Je wil als ouder vooral dat je kind goed in zijn of haar vel steekt, dat hij of zij de kans krijgt zich te ontplooien. Daarom is het goed te weten dat pesten zeer schadelijk is, maar vooral dat pesten niet noodzakelijk is. Het is belangrijk om steeds alert te zijn, en met de andere betrokkenen in te grijpen waar dat nodig is. Zie pesten dan ook niet als signaal van “slechtheid” van de pesters, zeker niet als het om kinderen gaat, maar eerder als signaal van onmacht en spanningen. Tijd om bij te springen. En een gesprek aan te gaan met de leerkracht dat gaat over de veiligheid in de groep.
Maar niet alle omgevingen zijn maakbaar. Waar het onderwijs op zijn verantwoordelijkheid moet worden aangesproken, zijn andere omgevingen veel minder maakbaar. In de openbare ruimte bijvoorbeeld heb je veel minder zeggenschap. Het gaat dan steeds om andere “anderen”. Het is in die gevallen goed om je kind te helpen zich daartegen te wapenen. Dat zal hij/zij vooral kunnen, als de basisomgeving (thuis, school) veilig is. Dan is het makkelijker om onderscheid te maken tussen zij die ertoe doen, en de buitenstaander waar je je schouders over kunt ophalen. Het hebben van een paar echte vrienden helpt daarbij enorm.
Soms is het een optie als een kind een spreekbeurt houdt, over het dorp of de stad waar hij vandaan komt, over de handicap of beperking. Dan wordt het anders-zijn ineens bespreekbaar en daarmee minder eng, minder “raar”. Dit is alleen een goed idee als er goodwill in de klas is. Als het pesten al langer duurt, is de klas het probleem, niet het slachtoffer.
Bang voor pestgedrag
Uiteindelijk is het omgaan met “raar” zijn altijd maatwerk. Kijk en luister goed naar je kind: wat is precies het probleem, hoe ziet hij of zij dat zelf? Misschien ben je als ouder té bang, vanuit je eigen slechte ervaringen.

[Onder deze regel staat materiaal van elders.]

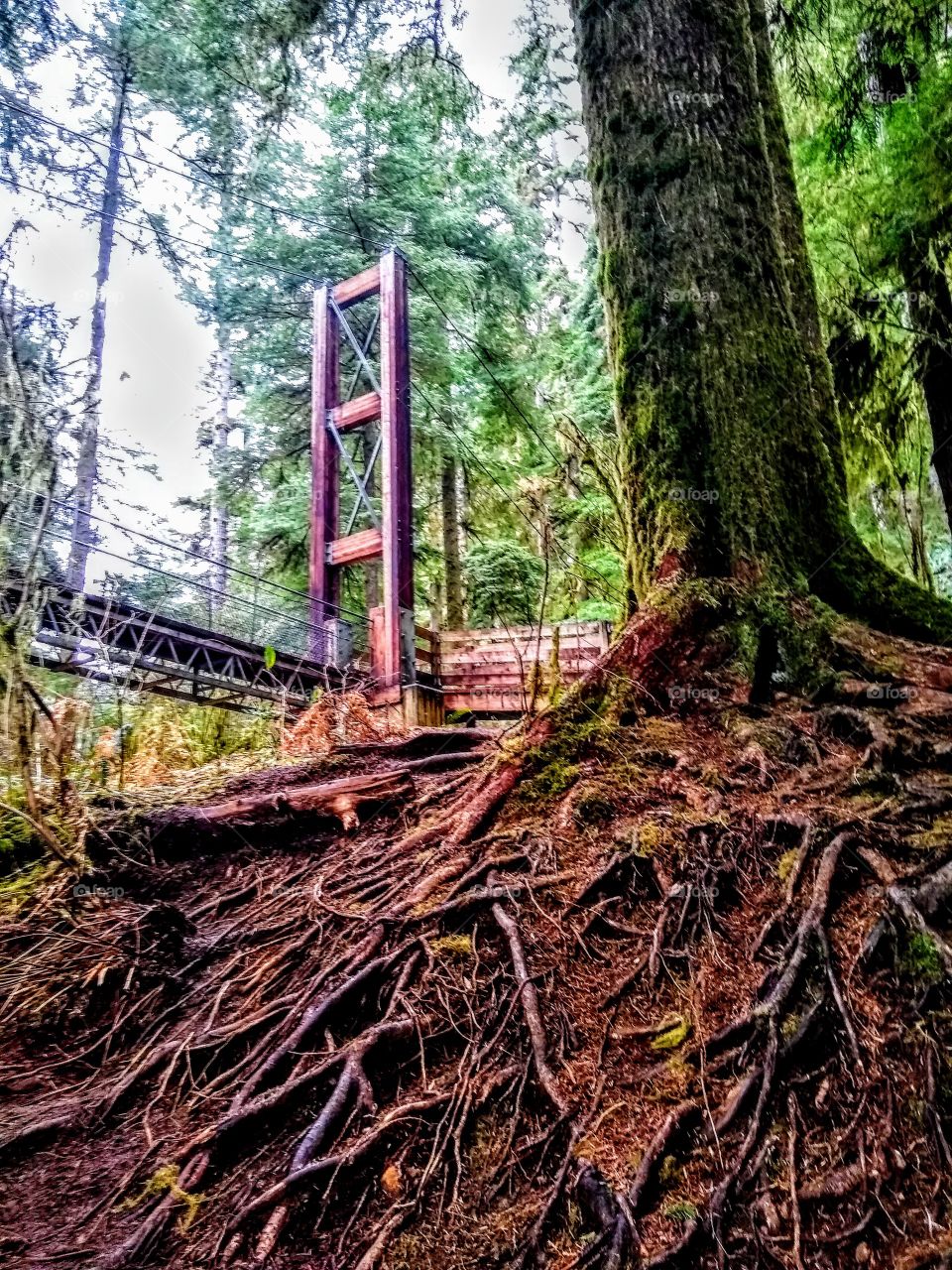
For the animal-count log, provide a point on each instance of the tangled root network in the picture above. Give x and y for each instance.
(683, 1000)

Of bagatelliseer je het probleem juist, omdat je niet wil geloven dat jouw kind gepest wordt.
Laat je kind aangeven hoe het zich voelt, en welke actie gewenst is. Dat kan betekenen dan jouw zoontje van 4 met een pop in de buikdrager naar school wil, of met een roze prinsessenbeker, of met zijn barbie. Wat is daar mis mee? Als hij daarmee gepest wordt, wijst dat op slecht leiderschap van meester of juf en een slechte sfeer in de groep. Kinderen moeten de ruimte krijgen om hun interesses te verkennen.

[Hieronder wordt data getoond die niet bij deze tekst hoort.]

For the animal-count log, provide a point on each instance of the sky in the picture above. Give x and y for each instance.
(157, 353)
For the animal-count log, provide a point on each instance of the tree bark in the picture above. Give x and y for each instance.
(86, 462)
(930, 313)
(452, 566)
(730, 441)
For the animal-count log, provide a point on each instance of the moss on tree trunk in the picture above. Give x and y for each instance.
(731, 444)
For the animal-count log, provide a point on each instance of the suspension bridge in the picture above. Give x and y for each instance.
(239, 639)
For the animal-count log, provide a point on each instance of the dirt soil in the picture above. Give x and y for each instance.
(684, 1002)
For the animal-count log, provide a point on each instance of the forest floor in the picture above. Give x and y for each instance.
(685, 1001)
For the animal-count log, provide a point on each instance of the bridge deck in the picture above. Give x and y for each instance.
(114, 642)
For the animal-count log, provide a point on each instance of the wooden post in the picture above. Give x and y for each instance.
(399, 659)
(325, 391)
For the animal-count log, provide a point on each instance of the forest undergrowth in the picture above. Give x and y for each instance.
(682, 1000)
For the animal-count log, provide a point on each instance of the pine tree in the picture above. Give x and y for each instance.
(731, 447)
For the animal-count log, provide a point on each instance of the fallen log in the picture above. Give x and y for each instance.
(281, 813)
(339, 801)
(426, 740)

Pesterijen moeten worden gecorrigeerd: hoezo is het raar als een jongen een pop heeft in de buikdrager, hun eigen papa draagt hun zusje toch ook? Hun eigen moeder rijdt toch ook auto, waarom mogen de meisjes niet met auto’s spelen? Hoe minder nadruk op meisjes- of jongensidentiteit, hoe beter. En meer in het algemeen: ieder kind heeft kwaliteiten en het recht om die te ontdekken, ontwikkelen en erom gewaardeerd te worden.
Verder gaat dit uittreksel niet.